Height: 5 ft 11 in
Born: January 30, 1955
Birthplace: Norfolk, Virginia
College: Wake Forest University
Turned Pro: 1976
Most casual golf fans under the age of 40 probably think of Curtis Strange as the expert analyst on ESPN. The fact is Strange was one of the most intense competitors on the PGA Tour and one of only two men (Ben Hogan) to win back to back United States Open Championships in the modern era.
Strange’s father owned the local country club and introduced Curtis and his twin brother Allan to golf when they were seven years old.
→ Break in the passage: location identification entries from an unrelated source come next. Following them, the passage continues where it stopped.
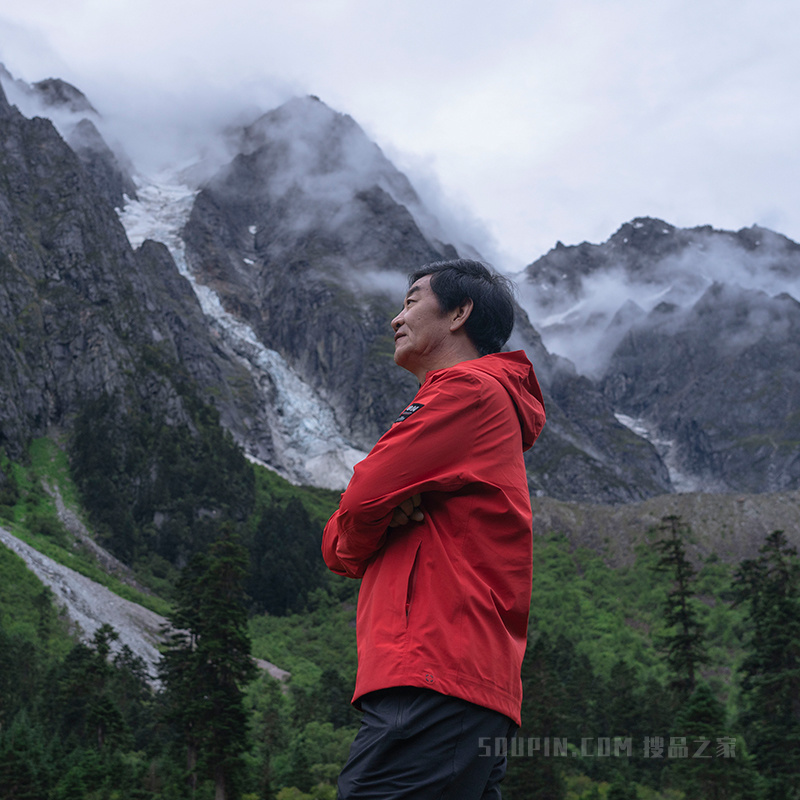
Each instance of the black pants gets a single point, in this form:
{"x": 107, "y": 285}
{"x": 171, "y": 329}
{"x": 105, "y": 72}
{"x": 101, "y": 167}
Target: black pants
{"x": 417, "y": 744}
Curtis became a highly accomplished amateur player winning the prestigious North and South Amateur in 1974 and 1975.
Strange and fellow future tour player Jay Haas led the Demon Deacons to the NCAA national title.
Strange turned pro in 1976. He won his first PGA Tour title three years later at the 1979 Pensacola Open. He kicked off the new decade, a decade he would dominate, by winning the Houston Open in May 1980, defeating multiple Major champion Lee Trevino in a playoff.
Strange was a force on the PGA Tour during the 1980’s. He became the first player to win $1,000,000 in a single season. He made the Ryder Cup team in 1983, 1985, 1987 and 1989. He made thirteen consecutive cuts at Major tournaments between the 1987 Masters and the 1990 U.S. Open. Strange finished runner up at the Masters in 1985 and tied for second at the 1989 PGA Championship.
After his fiftieth birthday, Strange made a run at the Champions Tour but failed to find the form that led him to 17 PGA Tour titles. His best finish was a third place finish in 2005. Strange has found much more success for his insight and analysis as a member of ESPN’s golf team.